How WPA2-PSK encryption works?

Question

When a new client tries to connect with wi-fi, it enters a password which is provided by the wi-fi owner. I wonder what is so hard to capture this password by a hacker when it is being sent to router for authentication? Client can't encrypt this password because symmetric key for encryption/decryption are not exchanged till yet. Only the password is sent which must be in plain text.

Second thing, now suppose multiple clients are connected with the same wifi. Why can't they read traffic of one-another? Are all of them using different symmetric key?

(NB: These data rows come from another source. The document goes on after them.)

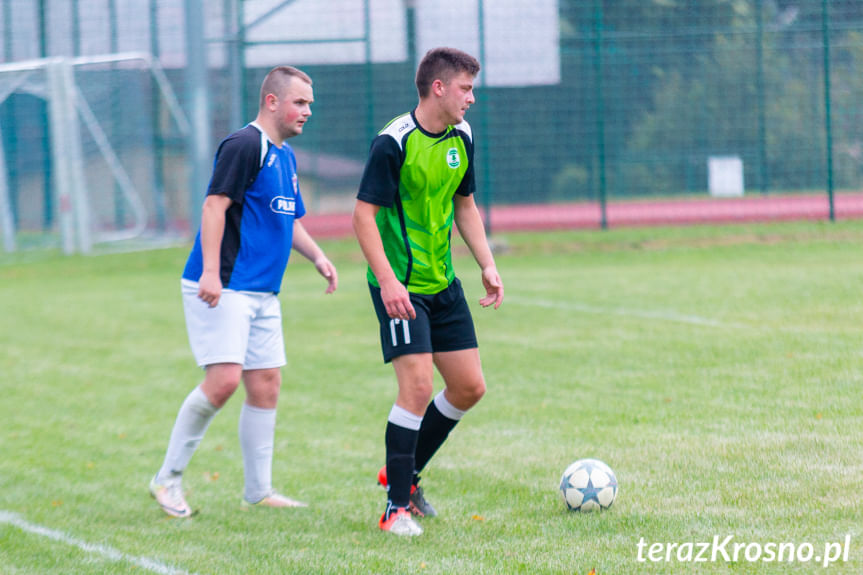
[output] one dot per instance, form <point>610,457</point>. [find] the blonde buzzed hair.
<point>277,81</point>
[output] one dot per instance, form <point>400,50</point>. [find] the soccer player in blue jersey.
<point>417,182</point>
<point>250,222</point>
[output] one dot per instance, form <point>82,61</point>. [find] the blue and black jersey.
<point>261,180</point>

Is pre-shared key same as the password which your wifi owner provides you to enter? If it is a password then there is no sense to call it as key because there is a huge difference between a password and a key. Passphrase=Password but both are not equal to key.

Answer 1

You're right that a key is not the same as a password. But a password can be used to derive a key. So some people just call the password a PSK, since it is pre-shared and is all one needs to know to derive an actual key.

In the case of WPA2-PSK, the password is indeed used to derive a key (using PBKDF, a slow hashing function). We call this key the Pairwise Master Key (PMK). Neither the password or the PMK are ever sent to the router. Instead, a four way handshake is used to ensure that the router knows that you know the PMK, and that you know that the router knows the PMK (i.e. a hacker didn't set up a fake router).

This handshake also allows both parties to derive another key, the Pairwise Transient key (PTK). This key is used to actually encrypt the connection.

So basically, no information that a hacker can use is sent over the connection. It only works if you and the router had the same initial password.

This also answers your second question. The PTK is different for every client, since it is based on the client's MAC address and some arbitrary numbers (nonces) sent in the handshake. As a result the PTKs are different for every client.

However, someone who knows the password (and therefore the PMK), and monitors the handshake (i.e. knows the MAC addresses and nonces) has enough information to reconstruct the PTK for another user. So it is possible to decrypt WPA2-PSK traffic provided you know the password.